Y ahí es donde aparece QJ Motor.

QJ Motor entra en la carrera de los alerones móviles

La marca china ha registrado una patente para un sistema de alerones móviles controlados electrónicamente. La idea no es simplemente que las dos alas se muevan al mismo tiempo, sino que puedan hacerlo de manera independiente, ajustando el ángulo del lado izquierdo y derecho según la situación.

La patente de alerones móviles de QJ Motor.

Visordown recoge que la patente muestra un sistema vinculado a la IMU de la moto, capaz de adaptar la aerodinámica en tiempo real durante frenadas, aceleraciones y paso por curva. Lo más interesante es precisamente esa independencia entre ambos alerones, porque permitiría variar el comportamiento de la moto de forma parecida a como lo hacen los alerones de un avión.

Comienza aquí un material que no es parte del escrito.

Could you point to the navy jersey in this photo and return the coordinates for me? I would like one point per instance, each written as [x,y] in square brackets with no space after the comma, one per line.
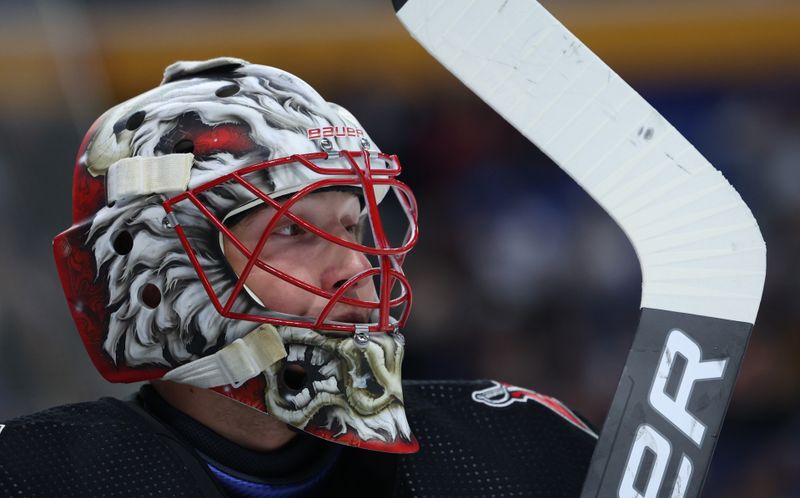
[477,439]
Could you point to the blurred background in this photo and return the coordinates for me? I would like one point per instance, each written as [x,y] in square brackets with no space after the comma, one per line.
[519,275]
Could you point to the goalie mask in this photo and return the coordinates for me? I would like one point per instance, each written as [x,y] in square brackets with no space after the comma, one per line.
[203,208]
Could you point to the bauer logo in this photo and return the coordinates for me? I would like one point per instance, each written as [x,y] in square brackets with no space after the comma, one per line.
[333,131]
[681,371]
[500,395]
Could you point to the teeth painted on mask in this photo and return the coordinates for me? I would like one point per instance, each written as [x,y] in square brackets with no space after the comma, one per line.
[296,353]
[360,381]
[319,356]
[326,386]
[329,369]
[399,415]
[300,399]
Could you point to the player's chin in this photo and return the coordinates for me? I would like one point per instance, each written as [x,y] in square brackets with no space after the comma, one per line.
[386,430]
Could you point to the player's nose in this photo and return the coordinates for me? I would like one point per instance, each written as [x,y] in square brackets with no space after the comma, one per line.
[344,263]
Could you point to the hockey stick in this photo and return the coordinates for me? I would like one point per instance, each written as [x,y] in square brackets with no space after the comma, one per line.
[702,256]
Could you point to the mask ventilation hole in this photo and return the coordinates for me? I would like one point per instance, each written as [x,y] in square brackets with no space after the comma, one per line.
[151,296]
[185,146]
[294,376]
[227,90]
[135,120]
[123,243]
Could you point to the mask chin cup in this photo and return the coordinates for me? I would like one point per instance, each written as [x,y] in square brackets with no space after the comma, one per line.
[234,364]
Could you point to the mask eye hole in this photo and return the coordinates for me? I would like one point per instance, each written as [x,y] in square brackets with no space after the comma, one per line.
[185,146]
[151,296]
[123,243]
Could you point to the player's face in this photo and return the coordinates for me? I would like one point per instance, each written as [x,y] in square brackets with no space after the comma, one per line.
[306,256]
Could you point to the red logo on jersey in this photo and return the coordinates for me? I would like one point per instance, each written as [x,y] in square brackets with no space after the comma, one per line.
[333,131]
[501,394]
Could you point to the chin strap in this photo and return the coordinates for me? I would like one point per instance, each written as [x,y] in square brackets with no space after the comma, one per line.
[234,364]
[137,176]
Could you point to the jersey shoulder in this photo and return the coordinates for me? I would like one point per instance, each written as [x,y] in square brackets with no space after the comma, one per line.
[100,448]
[480,437]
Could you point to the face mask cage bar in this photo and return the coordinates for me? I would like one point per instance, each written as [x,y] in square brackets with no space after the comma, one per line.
[353,169]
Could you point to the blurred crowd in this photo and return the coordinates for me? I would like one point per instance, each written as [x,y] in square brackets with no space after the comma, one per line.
[519,276]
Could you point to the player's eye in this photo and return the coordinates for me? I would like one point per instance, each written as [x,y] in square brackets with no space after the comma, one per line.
[290,230]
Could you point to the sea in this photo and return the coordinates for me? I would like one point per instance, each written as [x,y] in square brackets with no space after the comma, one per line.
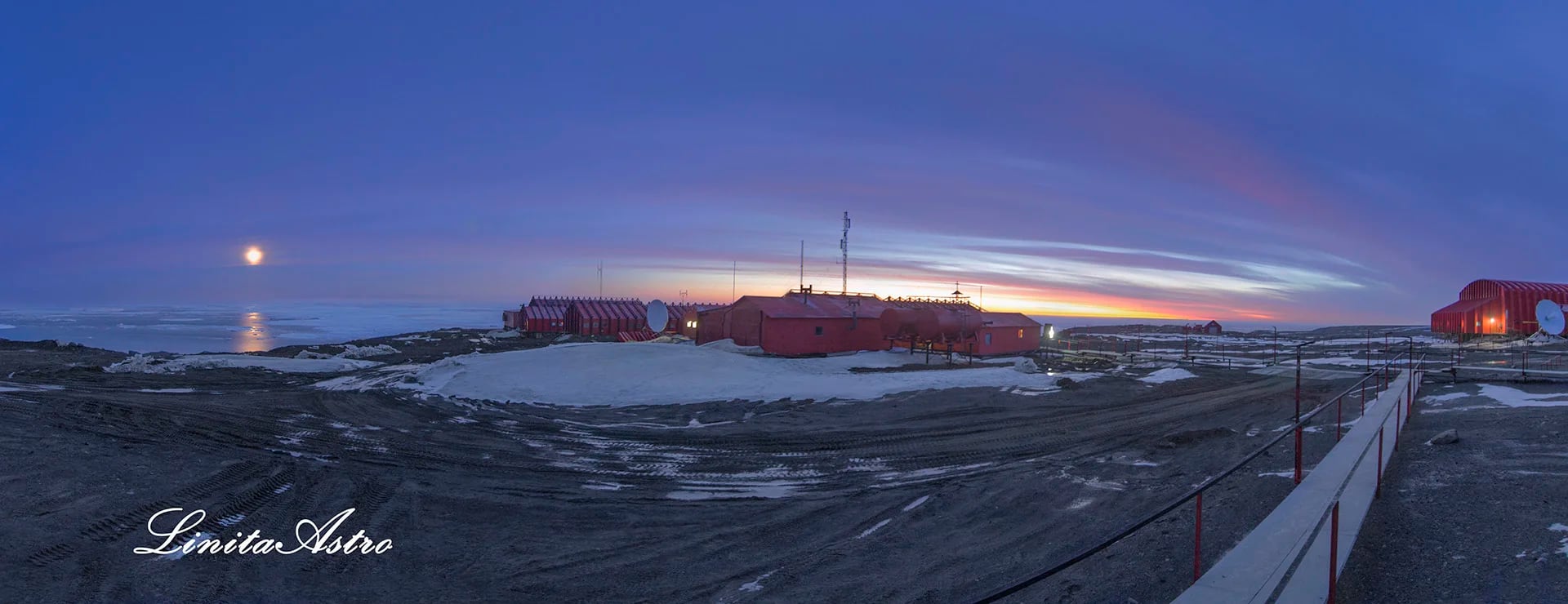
[237,328]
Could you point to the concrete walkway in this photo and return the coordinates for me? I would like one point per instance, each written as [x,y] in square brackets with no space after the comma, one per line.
[1286,557]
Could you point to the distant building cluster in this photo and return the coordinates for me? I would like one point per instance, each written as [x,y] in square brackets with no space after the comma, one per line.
[802,322]
[1211,328]
[586,316]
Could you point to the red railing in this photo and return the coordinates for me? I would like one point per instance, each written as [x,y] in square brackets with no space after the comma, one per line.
[1382,377]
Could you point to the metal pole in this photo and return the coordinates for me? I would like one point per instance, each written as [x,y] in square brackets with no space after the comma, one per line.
[1196,542]
[1333,553]
[1297,415]
[1339,416]
[1377,490]
[1397,421]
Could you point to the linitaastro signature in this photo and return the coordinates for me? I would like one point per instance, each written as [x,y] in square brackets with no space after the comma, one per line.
[313,539]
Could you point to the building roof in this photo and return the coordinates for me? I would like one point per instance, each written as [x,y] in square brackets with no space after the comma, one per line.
[1489,287]
[623,308]
[555,306]
[1465,304]
[679,311]
[814,306]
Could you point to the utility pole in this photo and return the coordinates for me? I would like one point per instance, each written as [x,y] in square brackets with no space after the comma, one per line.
[844,246]
[1298,411]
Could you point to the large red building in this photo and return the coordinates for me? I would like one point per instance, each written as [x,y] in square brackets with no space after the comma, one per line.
[804,322]
[1490,306]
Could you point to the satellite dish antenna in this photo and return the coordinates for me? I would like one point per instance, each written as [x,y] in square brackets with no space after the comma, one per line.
[1549,316]
[657,316]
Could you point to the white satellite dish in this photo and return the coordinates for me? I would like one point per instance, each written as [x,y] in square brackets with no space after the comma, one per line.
[1549,316]
[657,316]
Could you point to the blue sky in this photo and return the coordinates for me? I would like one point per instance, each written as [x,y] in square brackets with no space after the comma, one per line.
[1321,163]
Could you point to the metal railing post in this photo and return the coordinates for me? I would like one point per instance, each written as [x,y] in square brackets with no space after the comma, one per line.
[1377,490]
[1397,421]
[1333,553]
[1196,540]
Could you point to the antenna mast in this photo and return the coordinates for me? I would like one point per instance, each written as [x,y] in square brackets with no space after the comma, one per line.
[844,245]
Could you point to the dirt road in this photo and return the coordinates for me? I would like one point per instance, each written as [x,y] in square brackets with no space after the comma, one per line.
[924,496]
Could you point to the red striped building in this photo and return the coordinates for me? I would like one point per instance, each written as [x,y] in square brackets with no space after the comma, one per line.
[606,316]
[1490,306]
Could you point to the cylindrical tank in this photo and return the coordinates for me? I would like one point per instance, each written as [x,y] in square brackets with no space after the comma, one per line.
[899,322]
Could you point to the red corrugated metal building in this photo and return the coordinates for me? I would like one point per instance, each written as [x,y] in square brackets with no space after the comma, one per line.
[799,323]
[684,318]
[804,323]
[606,316]
[546,314]
[1490,306]
[1007,333]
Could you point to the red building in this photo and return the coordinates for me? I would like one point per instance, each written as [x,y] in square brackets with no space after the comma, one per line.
[1489,306]
[684,318]
[546,314]
[1007,333]
[1211,328]
[804,322]
[606,316]
[799,323]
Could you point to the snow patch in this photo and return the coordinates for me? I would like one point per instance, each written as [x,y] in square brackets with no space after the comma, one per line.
[702,490]
[1517,397]
[620,374]
[149,364]
[354,352]
[756,584]
[1167,375]
[874,529]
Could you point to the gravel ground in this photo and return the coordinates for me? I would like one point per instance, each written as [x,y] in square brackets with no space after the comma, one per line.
[922,496]
[1470,522]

En aviación, los alerones no siempre se mueven simétricamente. Uno puede subir y otro bajar para ayudar al avión a inclinarse. QJ Motor quiere trasladar parte de esa lógica a una deportiva de altas prestaciones.

La patente habla de ángulos asimétricos en curva

La clave técnica está en cómo trabajaría el sistema al inclinar la moto. Según Australian Motorcycle News, la patente de QJ Motor describe un método capaz de monitorizar el estado de la motocicleta y modificar la posición de las alas. El documento habla de distribuir ángulos asimétricos entre el ala izquierda y derecha en función del ángulo de inclinación del cuerpo y de la velocidad angular durante curvas a alta velocidad.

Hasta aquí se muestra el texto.